How much responsibility for the past decade of what often seemed like a gradual drift towards a strike on Iran's nuclear program can be placed on that Bush speech and the following war on Iraq is difficult to pinpoint precisely. The previous period of moderation under President Khatami was rewarded with what was seen by the clerical conservatives as the suggestion they were next on the list. In fact, the overthrow of Saddam Hussein gave Iran further influence, as still manifested through Nouri al-Maliki. It's only been a result of the ratcheting up of sanctions against the country over the nuclear program that it was seemingly decided by the highest authority in the land for moderation to be given another try through Rouhani, after reasonably free elections (if elections in which dozens of candidates were disqualified from running can be called free) resulted in his victory.
Also crucial it seems, alongside the secret meetings between the US and Iran dating back to March, was the deal on Syria's chemical weapons. The agreement on their destruction made clear how the US was prepared to step back from the brink when it seemed to be half-heartedly edging towards another conflagration. If John Kerry and Barack Obama were able to handle the embarrassment and brickbats of not going through on what looked to be a certain attack on Bashar al-Assad, drawing back from sleepwalking to striking Iran was always going to be far easier. The deal agreed upon also, as alluded to above, allows all sides to look the victor. Iran has effectively agreed to freeze its program in exchange for being allowed to exercise its rights under the nuclear non-proliferation treaty, to have a power capability but nothing more. The US is denying that's the case, but that's almost certainly the basis for the deal.
Perhaps just as important is how the deal appears to mark what could be the first sign of both Israel and Saudi Arabia having their bluff called.

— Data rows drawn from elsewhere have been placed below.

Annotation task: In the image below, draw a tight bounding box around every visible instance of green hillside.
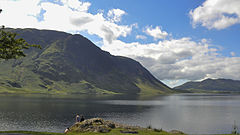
[0,29,172,94]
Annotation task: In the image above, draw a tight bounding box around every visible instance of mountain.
[0,29,172,94]
[174,79,240,92]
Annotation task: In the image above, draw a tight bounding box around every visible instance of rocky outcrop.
[70,118,143,133]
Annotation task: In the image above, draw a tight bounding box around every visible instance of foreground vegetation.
[0,129,182,135]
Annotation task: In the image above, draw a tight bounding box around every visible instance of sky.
[0,0,240,87]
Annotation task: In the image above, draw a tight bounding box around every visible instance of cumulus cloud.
[0,0,132,43]
[107,9,126,22]
[136,35,147,40]
[230,52,236,56]
[145,26,168,40]
[189,0,240,30]
[102,38,240,84]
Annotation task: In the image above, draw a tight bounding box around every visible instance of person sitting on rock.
[76,114,80,122]
[80,115,85,122]
[64,128,70,134]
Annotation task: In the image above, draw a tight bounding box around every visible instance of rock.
[120,130,138,134]
[70,118,142,133]
[169,130,184,134]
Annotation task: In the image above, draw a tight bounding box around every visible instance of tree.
[0,9,41,60]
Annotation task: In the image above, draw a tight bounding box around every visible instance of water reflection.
[0,94,240,134]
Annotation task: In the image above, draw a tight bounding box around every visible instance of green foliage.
[0,29,172,96]
[0,28,41,60]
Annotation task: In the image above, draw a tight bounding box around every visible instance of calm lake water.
[0,94,240,134]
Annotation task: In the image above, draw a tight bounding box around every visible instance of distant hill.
[0,29,172,94]
[174,79,240,92]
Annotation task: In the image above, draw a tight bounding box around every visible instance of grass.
[0,131,64,135]
[0,129,182,135]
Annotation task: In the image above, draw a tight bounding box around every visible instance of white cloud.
[145,26,168,40]
[107,9,126,22]
[102,38,240,83]
[59,0,91,12]
[230,52,236,56]
[189,0,240,30]
[136,35,147,40]
[0,0,135,43]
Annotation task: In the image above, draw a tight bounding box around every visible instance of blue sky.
[0,0,240,87]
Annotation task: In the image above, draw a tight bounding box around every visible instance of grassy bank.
[0,129,180,135]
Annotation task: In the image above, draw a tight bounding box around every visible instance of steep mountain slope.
[0,29,172,94]
[174,79,240,92]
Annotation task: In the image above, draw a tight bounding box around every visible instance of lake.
[0,94,240,134]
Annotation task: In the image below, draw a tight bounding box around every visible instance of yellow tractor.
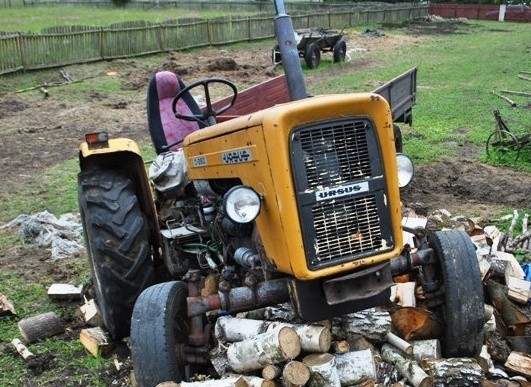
[79,1,484,386]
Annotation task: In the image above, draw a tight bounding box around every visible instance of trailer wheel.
[429,230,484,357]
[334,39,347,63]
[78,169,154,339]
[131,281,189,386]
[304,43,321,69]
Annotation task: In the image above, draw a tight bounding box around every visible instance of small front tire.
[333,39,347,63]
[131,281,189,387]
[429,230,485,357]
[304,43,321,69]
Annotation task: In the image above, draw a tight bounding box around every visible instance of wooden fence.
[0,5,428,75]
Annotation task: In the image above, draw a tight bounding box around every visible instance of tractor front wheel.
[304,43,321,69]
[429,230,485,357]
[78,169,154,339]
[131,281,189,386]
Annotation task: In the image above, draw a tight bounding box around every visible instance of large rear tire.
[131,281,189,387]
[78,169,154,339]
[429,230,485,357]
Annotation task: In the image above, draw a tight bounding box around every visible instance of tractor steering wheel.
[172,78,238,126]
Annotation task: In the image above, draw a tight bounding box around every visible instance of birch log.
[336,349,376,386]
[282,360,310,387]
[11,339,35,360]
[381,344,432,387]
[302,353,341,387]
[262,364,282,380]
[332,309,391,341]
[227,327,301,373]
[422,358,483,387]
[18,312,65,343]
[385,332,413,355]
[413,339,442,361]
[214,316,271,343]
[268,322,332,353]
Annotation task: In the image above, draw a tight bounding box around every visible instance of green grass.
[0,6,258,32]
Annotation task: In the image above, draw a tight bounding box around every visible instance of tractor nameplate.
[315,182,369,201]
[221,148,253,164]
[192,156,208,168]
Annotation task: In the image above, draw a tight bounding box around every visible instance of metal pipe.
[275,0,308,101]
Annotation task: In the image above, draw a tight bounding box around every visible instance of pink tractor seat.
[147,71,202,154]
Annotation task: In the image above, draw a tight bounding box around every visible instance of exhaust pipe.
[275,0,308,101]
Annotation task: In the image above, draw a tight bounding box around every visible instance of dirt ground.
[0,19,531,385]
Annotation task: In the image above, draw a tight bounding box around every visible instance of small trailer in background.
[272,28,347,69]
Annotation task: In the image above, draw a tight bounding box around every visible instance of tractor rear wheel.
[304,43,321,69]
[78,169,154,339]
[429,230,485,357]
[131,281,190,386]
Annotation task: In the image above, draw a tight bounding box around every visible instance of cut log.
[385,332,413,355]
[413,339,442,361]
[18,312,65,343]
[505,351,531,377]
[336,349,376,386]
[332,309,391,341]
[486,280,530,336]
[79,327,113,356]
[214,316,271,343]
[282,360,310,387]
[390,282,417,307]
[225,373,278,387]
[79,299,103,327]
[227,327,301,373]
[330,340,350,355]
[391,307,444,341]
[476,345,494,374]
[262,364,282,380]
[381,344,433,387]
[162,376,249,387]
[267,322,332,353]
[11,339,35,360]
[422,358,483,387]
[302,353,341,387]
[507,275,531,305]
[0,293,17,317]
[48,284,83,301]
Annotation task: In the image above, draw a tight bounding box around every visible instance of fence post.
[17,32,26,71]
[100,27,105,59]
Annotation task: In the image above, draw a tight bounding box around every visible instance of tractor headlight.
[396,153,415,188]
[223,185,261,223]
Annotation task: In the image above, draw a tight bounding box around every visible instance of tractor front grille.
[291,118,392,270]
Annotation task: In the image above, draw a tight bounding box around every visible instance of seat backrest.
[147,71,201,154]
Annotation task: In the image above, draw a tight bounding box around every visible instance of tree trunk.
[227,327,301,373]
[381,344,432,387]
[18,312,65,343]
[422,358,483,387]
[302,353,341,387]
[336,349,376,386]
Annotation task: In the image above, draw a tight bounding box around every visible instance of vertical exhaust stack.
[275,0,308,101]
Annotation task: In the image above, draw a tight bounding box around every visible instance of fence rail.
[0,5,428,75]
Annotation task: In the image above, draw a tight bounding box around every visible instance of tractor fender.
[79,138,161,259]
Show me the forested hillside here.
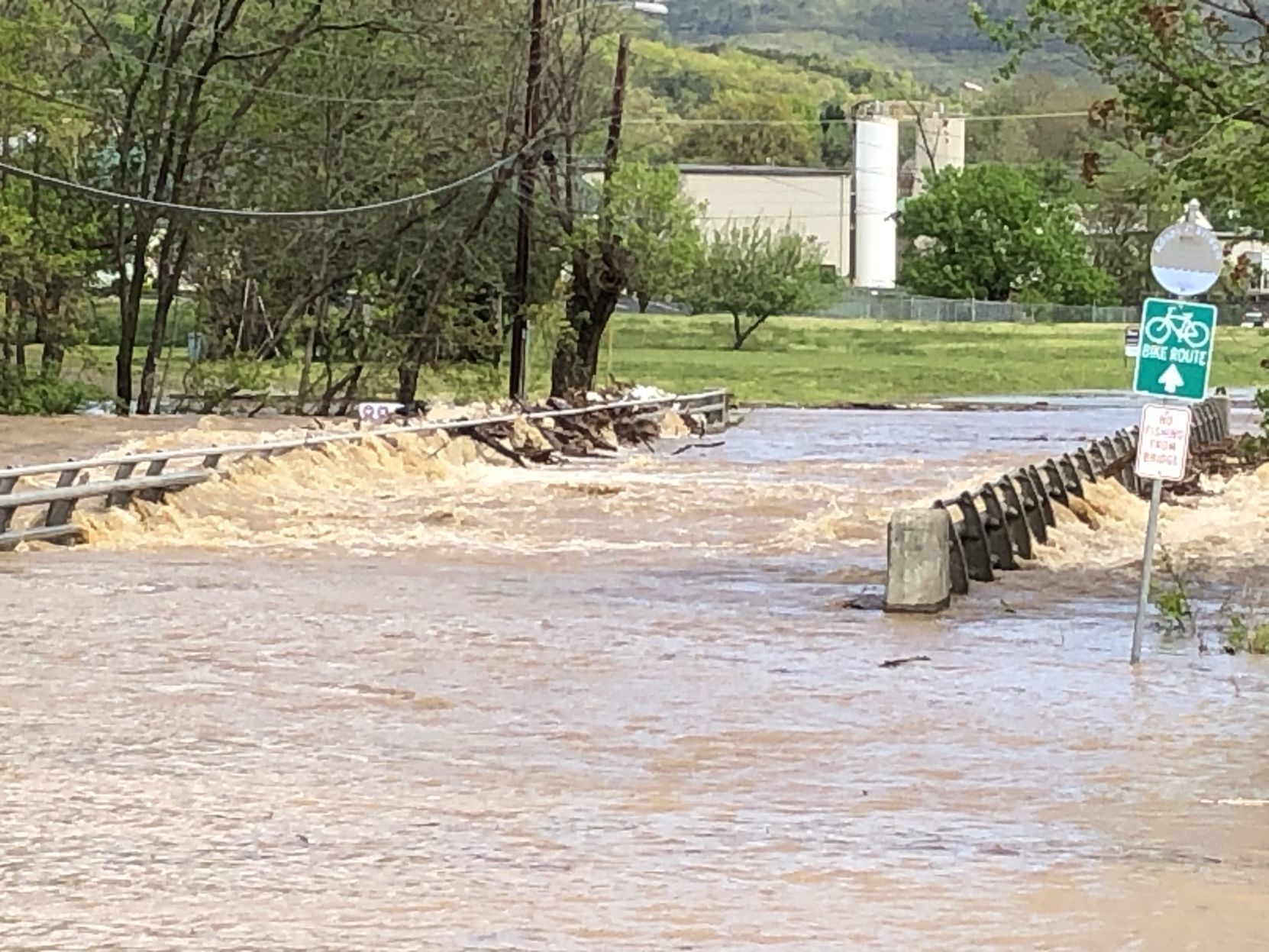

Binyamin Netanyahu has repeatedly overplayed his hand since once again becoming prime minister, at times treating the Obama administration as though the US was the minor partner in the relationship. Rather than tone down the rhetoric with the ascent to power of Rouhani, the Israelis have carried on as though nothing has changed, only to find Obama in his second term determined to take full advantage of the shift in Iranian leadership. Saudi Arabia meanwhile, still smarting from the US backing down over Syria, now finds its sworn enemy apparently having its role in the Middle East if not accepted, then at least recognised. It would be lovely to think this was down to the US finally realising that much of the funding for jihadists can be traced back to the country, as has been proved beyond any doubt in Syria, but one suspects it's more that drawing back from the threat of a strike was in everyone's interests.
This isn't to underestimate how solving the stand-off between the West and Iran is just one part of the current crisis in the Middle East. Regardless of how Assad now seems to have the upper hand in the civil war in Syria, the war there signifies how intractable and dangerous the Sunni-Shia conflict is, while the always with us issue of Palestine remains a problem for the world. The deal in Geneva does however give cause for optimism, the merest suggestion that the second decade of the 21st century won't be as disastrous or self-defeating as the first was. There's still a long way to go, but it's a start.